I spend a lot of my week drafting release notes, README files, and tutorial walkthroughs. It’s rewarding—until I’m staring down a blank page at 11 p.m. After watching GPT demos turn bullet points into full paragraphs in seconds, I decided to test whether a language model could lighten the load without flattening my style or clarity. That kicked off a personal research project: How can technical writers keep rhetorical agency while collaborating with generative AI?


Step 1 | Clarify the Boundaries

I outlined three non-negotiables before firing up the AI:

  1. Voice checkpoint: Every draft must still sound like me—conversational, a tad nerdy, and never salesy.
  2. Fact firewall: The AI can suggest phrasing, but I fact-check every snippet, every code sample, every CLI flag.
  3. Attribution honesty: If a section is heavily AI-assisted, I note that in my change log.
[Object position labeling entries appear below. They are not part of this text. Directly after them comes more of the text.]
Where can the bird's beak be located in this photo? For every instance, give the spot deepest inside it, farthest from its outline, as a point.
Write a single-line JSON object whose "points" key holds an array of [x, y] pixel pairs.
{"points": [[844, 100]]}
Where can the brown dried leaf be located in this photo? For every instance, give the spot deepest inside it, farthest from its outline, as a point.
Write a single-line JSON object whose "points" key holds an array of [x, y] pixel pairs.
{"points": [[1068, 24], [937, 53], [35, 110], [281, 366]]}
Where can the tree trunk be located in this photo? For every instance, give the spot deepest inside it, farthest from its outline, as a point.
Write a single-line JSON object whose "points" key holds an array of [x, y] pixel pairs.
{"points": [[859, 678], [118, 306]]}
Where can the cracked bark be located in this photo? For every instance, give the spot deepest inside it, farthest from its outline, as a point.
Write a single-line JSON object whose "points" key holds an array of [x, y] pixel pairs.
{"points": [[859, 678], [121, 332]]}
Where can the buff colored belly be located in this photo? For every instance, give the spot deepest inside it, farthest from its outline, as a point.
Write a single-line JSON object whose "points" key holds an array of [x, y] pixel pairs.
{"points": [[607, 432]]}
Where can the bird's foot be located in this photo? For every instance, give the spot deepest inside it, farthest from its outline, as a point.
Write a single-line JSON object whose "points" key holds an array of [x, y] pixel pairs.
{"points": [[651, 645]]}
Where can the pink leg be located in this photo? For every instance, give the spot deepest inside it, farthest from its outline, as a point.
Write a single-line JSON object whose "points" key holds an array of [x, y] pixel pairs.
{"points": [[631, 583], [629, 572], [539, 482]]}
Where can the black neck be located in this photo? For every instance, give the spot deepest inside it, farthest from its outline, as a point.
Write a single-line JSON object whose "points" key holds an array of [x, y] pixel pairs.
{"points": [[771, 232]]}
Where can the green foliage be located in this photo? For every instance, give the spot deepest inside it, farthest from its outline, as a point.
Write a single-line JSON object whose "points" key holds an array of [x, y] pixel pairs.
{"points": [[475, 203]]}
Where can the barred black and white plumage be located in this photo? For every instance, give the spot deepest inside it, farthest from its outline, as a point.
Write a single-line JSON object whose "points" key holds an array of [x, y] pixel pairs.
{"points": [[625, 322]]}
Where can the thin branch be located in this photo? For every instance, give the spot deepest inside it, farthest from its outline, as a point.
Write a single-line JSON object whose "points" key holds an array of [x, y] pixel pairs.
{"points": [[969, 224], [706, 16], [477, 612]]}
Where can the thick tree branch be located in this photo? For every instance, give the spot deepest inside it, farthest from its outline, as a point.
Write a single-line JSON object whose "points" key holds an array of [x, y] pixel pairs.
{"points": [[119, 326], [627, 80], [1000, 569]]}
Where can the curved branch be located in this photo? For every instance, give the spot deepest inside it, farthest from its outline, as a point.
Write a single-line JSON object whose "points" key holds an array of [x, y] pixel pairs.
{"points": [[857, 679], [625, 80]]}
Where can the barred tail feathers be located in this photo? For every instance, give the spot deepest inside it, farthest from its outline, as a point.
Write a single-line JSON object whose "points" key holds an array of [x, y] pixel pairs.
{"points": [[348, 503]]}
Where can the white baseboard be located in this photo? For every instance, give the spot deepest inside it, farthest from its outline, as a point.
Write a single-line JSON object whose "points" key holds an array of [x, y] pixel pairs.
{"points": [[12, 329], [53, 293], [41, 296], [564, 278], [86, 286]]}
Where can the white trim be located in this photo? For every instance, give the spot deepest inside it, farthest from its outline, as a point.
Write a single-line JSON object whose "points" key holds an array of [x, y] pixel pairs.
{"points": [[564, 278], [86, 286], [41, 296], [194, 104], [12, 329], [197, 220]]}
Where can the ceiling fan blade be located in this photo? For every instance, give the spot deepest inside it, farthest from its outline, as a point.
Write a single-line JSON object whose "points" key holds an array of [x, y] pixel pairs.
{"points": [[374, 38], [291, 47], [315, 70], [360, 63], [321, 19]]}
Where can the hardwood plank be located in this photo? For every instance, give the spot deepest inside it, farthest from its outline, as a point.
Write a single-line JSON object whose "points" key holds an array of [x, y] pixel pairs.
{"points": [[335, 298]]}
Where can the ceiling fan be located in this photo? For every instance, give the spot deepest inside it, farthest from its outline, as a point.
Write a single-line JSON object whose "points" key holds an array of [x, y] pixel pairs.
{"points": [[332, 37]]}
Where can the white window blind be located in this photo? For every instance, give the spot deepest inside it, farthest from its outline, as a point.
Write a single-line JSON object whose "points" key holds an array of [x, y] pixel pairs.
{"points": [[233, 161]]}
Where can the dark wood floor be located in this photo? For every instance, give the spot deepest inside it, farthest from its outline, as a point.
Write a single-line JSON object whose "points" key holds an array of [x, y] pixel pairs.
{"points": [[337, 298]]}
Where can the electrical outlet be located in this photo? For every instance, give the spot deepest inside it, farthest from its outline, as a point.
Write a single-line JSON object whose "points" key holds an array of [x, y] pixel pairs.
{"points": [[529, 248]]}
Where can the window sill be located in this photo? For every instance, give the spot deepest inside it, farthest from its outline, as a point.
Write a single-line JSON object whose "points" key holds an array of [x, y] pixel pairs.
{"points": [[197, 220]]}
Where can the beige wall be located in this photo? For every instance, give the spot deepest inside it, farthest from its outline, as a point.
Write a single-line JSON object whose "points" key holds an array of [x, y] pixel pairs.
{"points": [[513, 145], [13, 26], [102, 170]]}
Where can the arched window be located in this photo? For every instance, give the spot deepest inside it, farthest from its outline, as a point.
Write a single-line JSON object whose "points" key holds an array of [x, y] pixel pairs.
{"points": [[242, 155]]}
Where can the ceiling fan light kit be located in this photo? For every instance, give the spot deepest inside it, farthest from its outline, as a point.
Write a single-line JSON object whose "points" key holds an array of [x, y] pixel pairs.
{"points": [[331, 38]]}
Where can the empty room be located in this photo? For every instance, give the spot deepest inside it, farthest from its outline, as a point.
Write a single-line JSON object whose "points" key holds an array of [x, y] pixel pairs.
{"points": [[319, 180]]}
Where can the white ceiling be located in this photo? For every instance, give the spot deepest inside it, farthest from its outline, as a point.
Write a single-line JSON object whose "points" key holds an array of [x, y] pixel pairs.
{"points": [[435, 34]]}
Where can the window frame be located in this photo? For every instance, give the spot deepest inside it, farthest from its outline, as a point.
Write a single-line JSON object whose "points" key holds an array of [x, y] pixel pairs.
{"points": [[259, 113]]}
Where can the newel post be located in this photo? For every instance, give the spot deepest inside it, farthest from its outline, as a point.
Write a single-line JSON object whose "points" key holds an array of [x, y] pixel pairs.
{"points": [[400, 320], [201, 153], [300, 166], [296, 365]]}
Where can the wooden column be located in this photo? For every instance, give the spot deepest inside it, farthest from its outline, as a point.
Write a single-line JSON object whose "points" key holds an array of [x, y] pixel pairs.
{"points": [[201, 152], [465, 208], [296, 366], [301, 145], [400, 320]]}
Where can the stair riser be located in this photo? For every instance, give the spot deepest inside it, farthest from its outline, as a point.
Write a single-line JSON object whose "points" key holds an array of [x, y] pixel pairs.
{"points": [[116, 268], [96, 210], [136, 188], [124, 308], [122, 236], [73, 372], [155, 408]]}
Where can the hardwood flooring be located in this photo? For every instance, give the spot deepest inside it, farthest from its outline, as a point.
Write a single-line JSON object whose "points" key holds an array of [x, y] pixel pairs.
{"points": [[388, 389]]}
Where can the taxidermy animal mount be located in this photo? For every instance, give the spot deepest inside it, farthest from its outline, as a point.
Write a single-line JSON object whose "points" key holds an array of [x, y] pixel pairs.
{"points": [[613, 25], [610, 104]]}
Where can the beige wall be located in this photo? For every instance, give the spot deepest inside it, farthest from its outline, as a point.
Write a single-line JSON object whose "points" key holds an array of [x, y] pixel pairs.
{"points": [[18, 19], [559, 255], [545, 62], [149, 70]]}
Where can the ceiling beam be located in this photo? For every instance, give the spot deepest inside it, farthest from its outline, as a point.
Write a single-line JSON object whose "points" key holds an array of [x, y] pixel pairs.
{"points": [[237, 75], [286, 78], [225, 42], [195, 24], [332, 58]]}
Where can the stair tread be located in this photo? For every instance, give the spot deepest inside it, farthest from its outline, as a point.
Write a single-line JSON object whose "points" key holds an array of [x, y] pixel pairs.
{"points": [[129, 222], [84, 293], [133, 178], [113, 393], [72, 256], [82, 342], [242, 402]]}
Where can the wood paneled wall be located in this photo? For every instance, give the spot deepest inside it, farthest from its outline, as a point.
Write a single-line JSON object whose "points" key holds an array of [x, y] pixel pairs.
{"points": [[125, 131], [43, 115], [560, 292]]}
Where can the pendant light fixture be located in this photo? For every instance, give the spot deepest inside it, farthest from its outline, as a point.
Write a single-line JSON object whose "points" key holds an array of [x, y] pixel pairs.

Defining guardrails up front turned AI from a threat into a partner.


Step 2 | Behaviourist Drills—Turbocharged

Traditional behaviourist learning—repetition with feedback—shows up in the AI’s autocomplete prowess. When I type a heading like “Prerequisites”, GPT instantly suggests:

- Node.js ≥ 18  
- PostgreSQL 15  
- Yarn 4 or npm 10

Accepting (or tweaking) those snippets is faster than copy-pasting from old docs. The reinforcement loop? Each accepted suggestion improves the model’s next guess. I still do the work; I just do it at 2× speed.


Step 3 | Cognitivist Scaffolding—Mapping the Doc

The real win comes when I ask GPT to outline a document rather than write it. I’ll paste a high-level feature list and prompt:

“Create a logical doc structure that moves a reader from installation to first success in ≤ 10 steps.”

The resulting outline is rarely perfect, but it surfaces gaps in my mental model. By rearranging, merging, or deleting sections, I refine both the doc and my own cognitive map of the product.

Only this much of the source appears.